OPINION:
America is facing a quiet but deadly crisis. In 2023, 178,000 Americans died from excessive alcohol use, a 29% increase over just a few years earlier (2016-2017), according to the Centers for Disease Control and Prevention. Despite this, reports suggest that Health and Human Services Secretary Robert F. Kennedy Jr., under pressure from industry lobbyists, is considering weakening alcohol-related recommendations in the upcoming U.S. Dietary Guidelines.
If true, this would be a grave disservice to the American people.
Alcohol is not just a recreational indulgence. It is a toxic, addictive substance linked to cancer, liver disease and early death. Two scientific reviews recently commissioned by the federal government reinforce what health experts have long known: Even low levels of drinking increase serious health risks. One study concluded that there is no safe level of alcohol use, a conclusion echoed by Canada, Australia and the World Health Organization.

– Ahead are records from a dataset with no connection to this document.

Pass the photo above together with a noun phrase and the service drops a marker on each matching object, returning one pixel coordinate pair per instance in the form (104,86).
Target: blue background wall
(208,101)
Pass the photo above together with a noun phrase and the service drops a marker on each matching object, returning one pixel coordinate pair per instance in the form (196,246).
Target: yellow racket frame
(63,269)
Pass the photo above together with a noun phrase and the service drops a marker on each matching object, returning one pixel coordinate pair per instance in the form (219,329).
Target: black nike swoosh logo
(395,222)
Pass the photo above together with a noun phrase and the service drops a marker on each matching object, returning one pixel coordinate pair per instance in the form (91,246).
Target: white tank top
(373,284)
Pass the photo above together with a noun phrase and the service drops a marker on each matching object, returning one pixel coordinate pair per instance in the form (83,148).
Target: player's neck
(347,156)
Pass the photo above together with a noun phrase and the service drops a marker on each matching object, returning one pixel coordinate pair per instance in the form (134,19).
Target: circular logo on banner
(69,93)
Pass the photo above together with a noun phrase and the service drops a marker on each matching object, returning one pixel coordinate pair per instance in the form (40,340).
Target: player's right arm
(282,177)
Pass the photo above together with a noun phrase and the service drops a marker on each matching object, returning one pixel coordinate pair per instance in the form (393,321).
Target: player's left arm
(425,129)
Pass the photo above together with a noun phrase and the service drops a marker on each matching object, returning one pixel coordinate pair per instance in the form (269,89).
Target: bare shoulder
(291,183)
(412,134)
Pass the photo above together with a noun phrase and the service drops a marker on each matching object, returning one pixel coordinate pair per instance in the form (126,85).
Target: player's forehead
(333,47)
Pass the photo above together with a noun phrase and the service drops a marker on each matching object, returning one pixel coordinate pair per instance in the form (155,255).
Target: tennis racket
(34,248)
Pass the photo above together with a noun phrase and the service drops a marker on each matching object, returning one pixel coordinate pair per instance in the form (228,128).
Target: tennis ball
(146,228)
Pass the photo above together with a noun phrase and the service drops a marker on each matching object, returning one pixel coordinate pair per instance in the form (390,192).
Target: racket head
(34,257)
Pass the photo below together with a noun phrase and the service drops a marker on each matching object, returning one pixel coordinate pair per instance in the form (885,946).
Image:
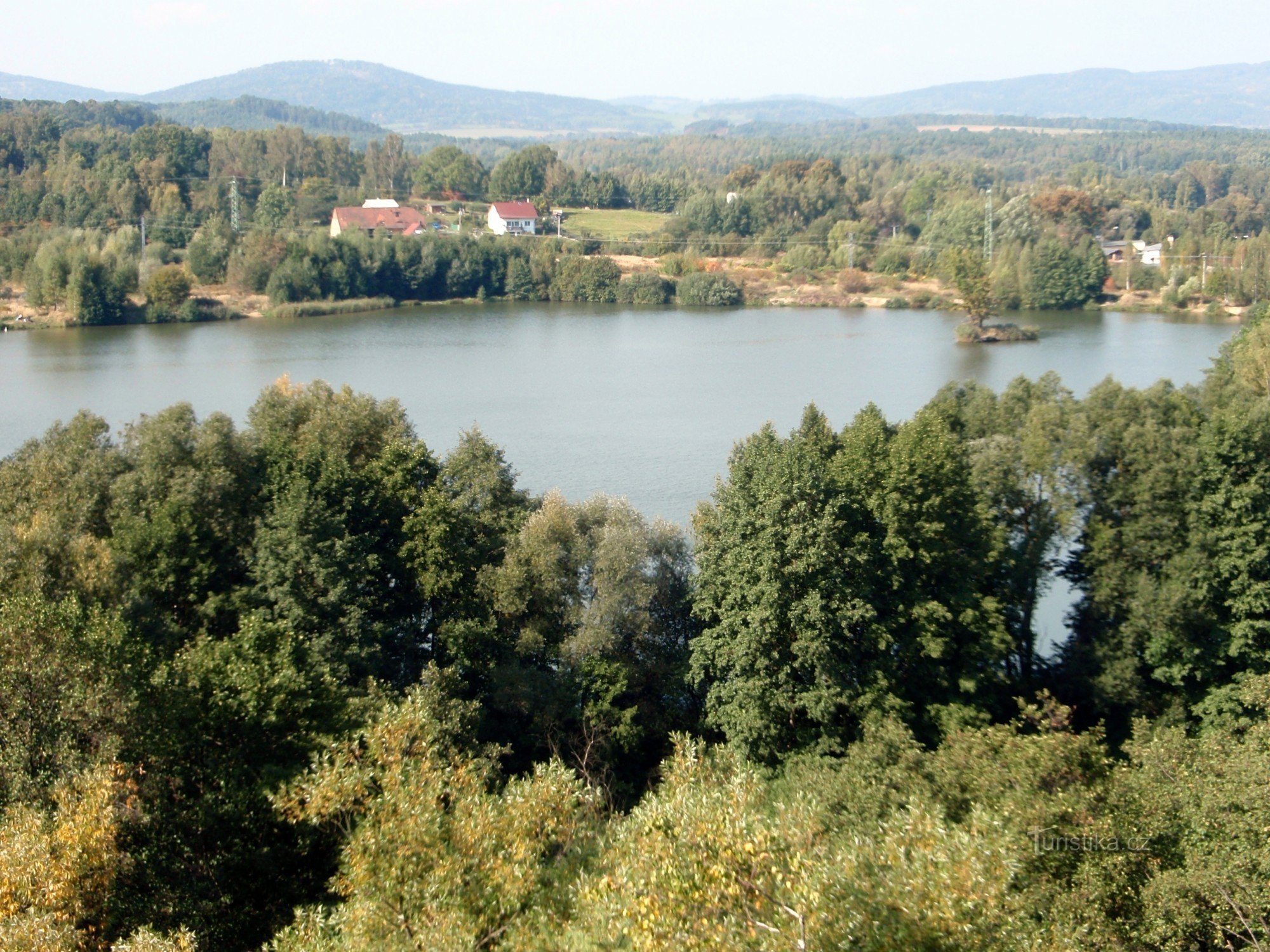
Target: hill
(403,101)
(13,87)
(1236,95)
(256,114)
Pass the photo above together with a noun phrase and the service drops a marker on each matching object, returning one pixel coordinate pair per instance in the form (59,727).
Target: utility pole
(987,229)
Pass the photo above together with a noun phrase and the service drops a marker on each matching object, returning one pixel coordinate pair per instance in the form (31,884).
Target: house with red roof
(378,215)
(514,219)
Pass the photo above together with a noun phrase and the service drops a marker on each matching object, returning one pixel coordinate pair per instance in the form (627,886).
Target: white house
(378,215)
(514,219)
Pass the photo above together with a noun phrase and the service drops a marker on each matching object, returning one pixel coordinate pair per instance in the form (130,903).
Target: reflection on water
(638,403)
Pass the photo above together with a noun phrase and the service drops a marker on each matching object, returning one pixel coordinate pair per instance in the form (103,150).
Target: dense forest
(305,685)
(77,181)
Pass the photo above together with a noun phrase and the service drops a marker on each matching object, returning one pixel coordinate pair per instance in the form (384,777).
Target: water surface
(638,403)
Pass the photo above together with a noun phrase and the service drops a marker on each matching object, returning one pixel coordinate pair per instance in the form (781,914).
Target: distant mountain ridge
(394,98)
(13,87)
(1235,95)
(257,114)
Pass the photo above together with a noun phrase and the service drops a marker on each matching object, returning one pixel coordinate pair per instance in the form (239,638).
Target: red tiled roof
(516,210)
(408,221)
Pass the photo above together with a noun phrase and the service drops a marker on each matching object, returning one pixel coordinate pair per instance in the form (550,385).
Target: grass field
(610,223)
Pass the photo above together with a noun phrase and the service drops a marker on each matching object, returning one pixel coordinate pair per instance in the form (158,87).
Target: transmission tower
(987,228)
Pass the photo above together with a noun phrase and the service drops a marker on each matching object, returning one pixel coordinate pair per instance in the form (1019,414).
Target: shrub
(806,257)
(168,288)
(209,255)
(678,266)
(581,279)
(646,289)
(853,281)
(95,295)
(893,261)
(295,280)
(709,291)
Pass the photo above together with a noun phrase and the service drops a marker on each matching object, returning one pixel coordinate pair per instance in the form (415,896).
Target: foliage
(702,289)
(304,684)
(168,288)
(646,289)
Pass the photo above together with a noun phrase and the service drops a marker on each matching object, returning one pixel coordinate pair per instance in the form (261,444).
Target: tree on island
(970,275)
(973,284)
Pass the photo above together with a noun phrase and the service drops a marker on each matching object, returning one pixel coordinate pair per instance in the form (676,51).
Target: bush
(295,280)
(646,290)
(893,261)
(95,295)
(168,288)
(317,309)
(853,281)
(209,255)
(581,279)
(709,291)
(805,258)
(253,262)
(676,266)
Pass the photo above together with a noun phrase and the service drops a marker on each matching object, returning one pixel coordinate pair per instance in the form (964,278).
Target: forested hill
(401,100)
(13,87)
(256,114)
(1236,95)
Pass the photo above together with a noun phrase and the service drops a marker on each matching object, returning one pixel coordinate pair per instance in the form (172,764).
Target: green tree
(209,253)
(168,288)
(973,284)
(274,209)
(709,290)
(439,856)
(791,654)
(450,172)
(523,175)
(95,294)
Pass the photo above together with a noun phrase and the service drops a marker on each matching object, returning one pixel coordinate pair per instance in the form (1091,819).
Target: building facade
(514,219)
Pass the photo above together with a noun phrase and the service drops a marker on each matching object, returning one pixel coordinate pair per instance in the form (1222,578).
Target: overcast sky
(606,49)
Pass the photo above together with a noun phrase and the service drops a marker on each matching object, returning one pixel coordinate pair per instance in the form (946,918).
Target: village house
(1116,251)
(383,215)
(514,219)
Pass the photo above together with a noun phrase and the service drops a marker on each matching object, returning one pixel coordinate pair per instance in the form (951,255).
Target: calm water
(645,404)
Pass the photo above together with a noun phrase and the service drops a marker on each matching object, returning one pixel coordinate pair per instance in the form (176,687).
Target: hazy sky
(605,49)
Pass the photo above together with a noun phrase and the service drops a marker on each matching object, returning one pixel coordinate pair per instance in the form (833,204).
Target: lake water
(638,403)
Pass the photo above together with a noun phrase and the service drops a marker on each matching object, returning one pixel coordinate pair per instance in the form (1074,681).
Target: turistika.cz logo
(1047,842)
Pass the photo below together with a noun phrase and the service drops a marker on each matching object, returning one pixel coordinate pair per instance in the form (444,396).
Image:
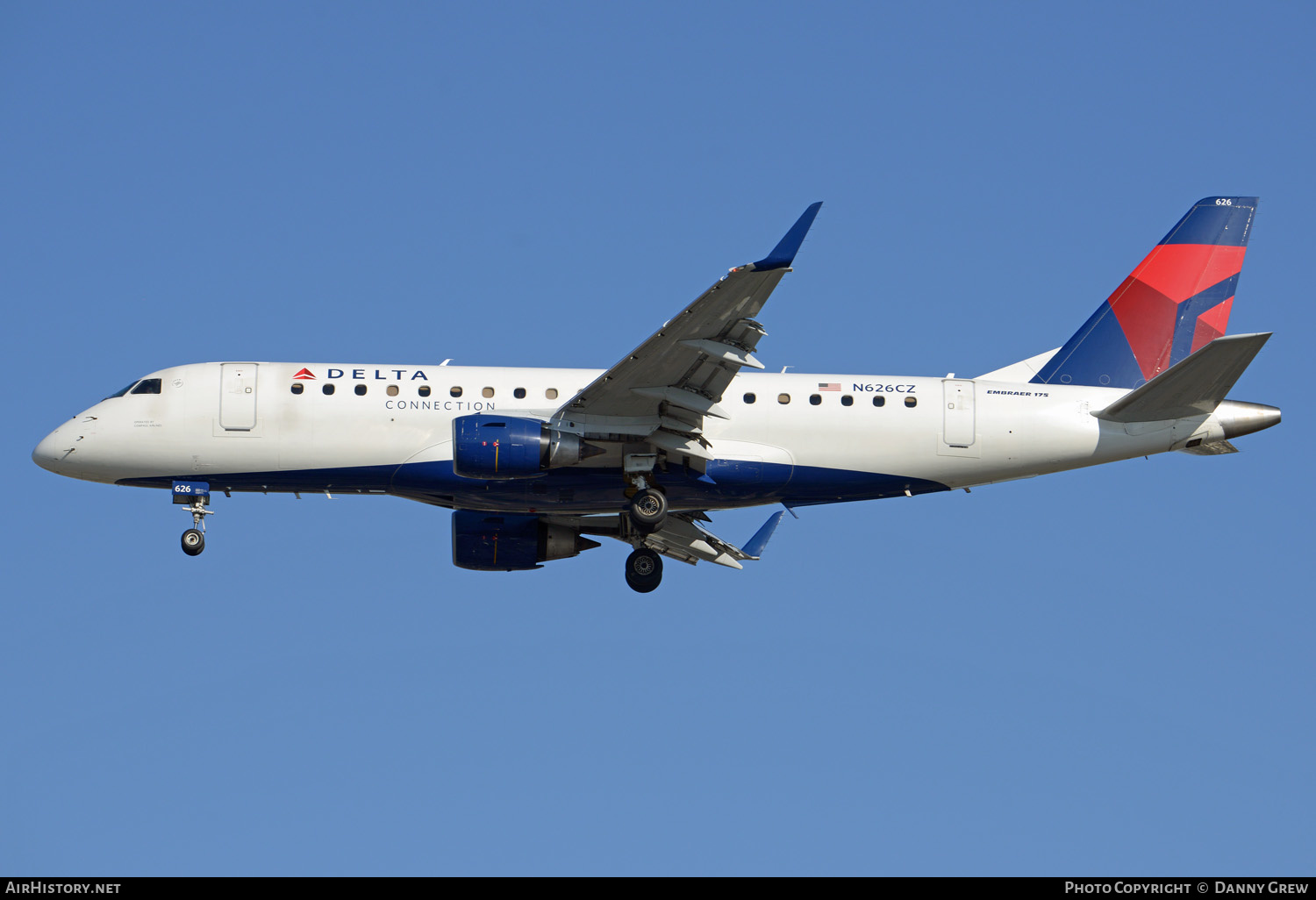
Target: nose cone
(1239,418)
(47,453)
(55,452)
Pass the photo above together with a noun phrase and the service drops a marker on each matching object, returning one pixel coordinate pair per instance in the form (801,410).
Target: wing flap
(691,360)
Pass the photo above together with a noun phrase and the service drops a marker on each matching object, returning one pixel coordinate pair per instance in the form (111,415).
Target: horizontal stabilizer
(1192,387)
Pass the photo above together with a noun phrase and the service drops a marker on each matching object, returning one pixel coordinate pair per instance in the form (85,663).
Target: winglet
(755,546)
(783,254)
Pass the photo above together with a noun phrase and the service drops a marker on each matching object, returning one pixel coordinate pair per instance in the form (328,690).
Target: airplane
(536,462)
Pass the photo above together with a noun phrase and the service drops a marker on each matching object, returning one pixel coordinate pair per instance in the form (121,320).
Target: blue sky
(1105,671)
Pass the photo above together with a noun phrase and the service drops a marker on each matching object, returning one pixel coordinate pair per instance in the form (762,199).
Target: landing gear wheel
(192,542)
(644,570)
(647,511)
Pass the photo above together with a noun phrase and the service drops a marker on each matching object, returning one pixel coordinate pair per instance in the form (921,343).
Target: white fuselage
(790,437)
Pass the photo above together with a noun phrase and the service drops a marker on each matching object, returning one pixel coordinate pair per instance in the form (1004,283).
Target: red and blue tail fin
(1173,304)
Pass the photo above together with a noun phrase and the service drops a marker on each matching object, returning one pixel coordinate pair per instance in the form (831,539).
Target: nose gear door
(237,396)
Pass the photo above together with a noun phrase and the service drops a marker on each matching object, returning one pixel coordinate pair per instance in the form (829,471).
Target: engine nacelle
(507,447)
(497,542)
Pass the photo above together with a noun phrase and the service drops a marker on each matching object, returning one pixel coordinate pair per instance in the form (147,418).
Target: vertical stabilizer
(1173,304)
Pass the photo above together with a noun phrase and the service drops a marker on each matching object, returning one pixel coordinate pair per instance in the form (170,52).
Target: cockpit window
(121,392)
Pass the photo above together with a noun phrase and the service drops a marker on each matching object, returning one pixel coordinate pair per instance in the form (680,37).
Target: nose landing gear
(195,495)
(194,539)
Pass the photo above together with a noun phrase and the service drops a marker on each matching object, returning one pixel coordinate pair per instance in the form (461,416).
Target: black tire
(647,511)
(644,570)
(192,542)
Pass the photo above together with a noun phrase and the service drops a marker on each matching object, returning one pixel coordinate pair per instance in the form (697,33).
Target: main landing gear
(194,539)
(644,570)
(647,511)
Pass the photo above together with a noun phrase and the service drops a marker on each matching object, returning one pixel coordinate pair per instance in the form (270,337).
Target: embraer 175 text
(534,460)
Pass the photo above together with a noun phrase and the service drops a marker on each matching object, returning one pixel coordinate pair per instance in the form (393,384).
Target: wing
(661,391)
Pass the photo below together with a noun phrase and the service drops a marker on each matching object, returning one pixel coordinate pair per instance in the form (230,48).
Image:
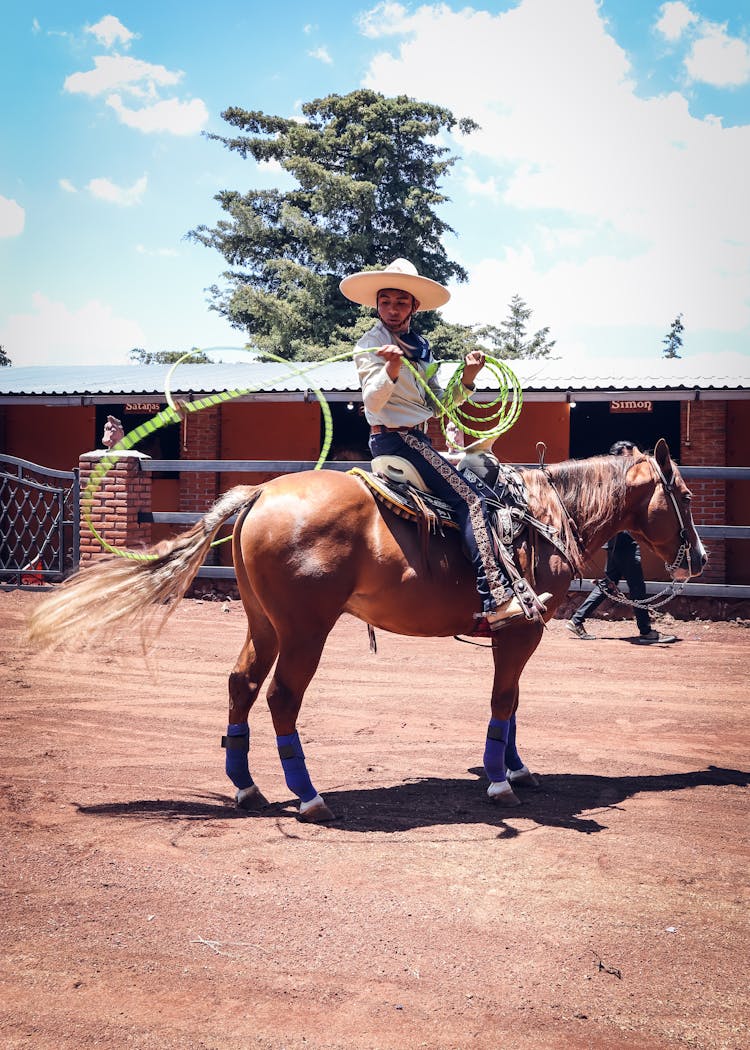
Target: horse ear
(661,454)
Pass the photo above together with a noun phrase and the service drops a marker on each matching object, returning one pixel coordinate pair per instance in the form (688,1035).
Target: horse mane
(592,490)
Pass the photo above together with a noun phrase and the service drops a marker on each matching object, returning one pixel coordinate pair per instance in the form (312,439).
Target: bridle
(683,553)
(674,587)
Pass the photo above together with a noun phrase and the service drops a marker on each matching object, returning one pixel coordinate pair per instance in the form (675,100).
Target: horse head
(663,517)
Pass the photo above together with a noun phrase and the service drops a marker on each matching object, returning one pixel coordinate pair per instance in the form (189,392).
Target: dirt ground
(141,908)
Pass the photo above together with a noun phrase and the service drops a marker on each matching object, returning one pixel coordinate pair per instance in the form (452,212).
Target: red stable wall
(47,435)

Yet U.S. guidelines still suggest that men can safely consume two drinks daily. That advice is outdated and dangerous. New federal data shows that going from one to two daily drinks raises a man’s lifetime risk of alcohol-related death from 1 in 1,000 to 1 in 25. That’s not marginal; that’s a public health red flag.
The financial costs are just as alarming. The CDC estimates that excessive alcohol use costs the U.S. economy $249 billion annually, mostly from lost productivity, medical care, criminal justice expenses and vehicle crashes. That’s a hidden tax on every household and employer.
Beyond dollars, alcohol plays a destructive role in suicide, violent crime and incarceration. Nearly 1 in 4 people who die by suicide have alcohol in their system. Alcohol is involved in nearly 40% of violent crimes and about 40% of incarcerations for violent offenses. In the workplace, it drives absenteeism, turnover and lost productivity.
This is why the U.S. Dietary Guidelines matter. They influence public policy, school nutrition, physician advice and family decision-making. Stripping them of accurate alcohol guidance to accommodate industry pressure is not just a misstep; it’s a danger to public safety.
To be clear, this is not a call for prohibition. Alcohol has long been part of our culture, and that won’t change, but public health agencies have a responsibility to serve the public interest, not corporate interests. At minimum, Americans deserve honest, evidence-based information.
If Mr. Kennedy is serious about protecting the health of American families, he should uphold the Department of Health and Human Services’ mission: to enhance the health and well-being of all Americans, not shield industry profits.
We cannot make America healthy again while ignoring one of the leading preventable causes of death and disease. Allowing alcohol companies to shape federal guidelines isn’t compromise; it’s surrender.
Silence in the face of clear science is not neutrality. It’s complicity, and it puts American lives at risk.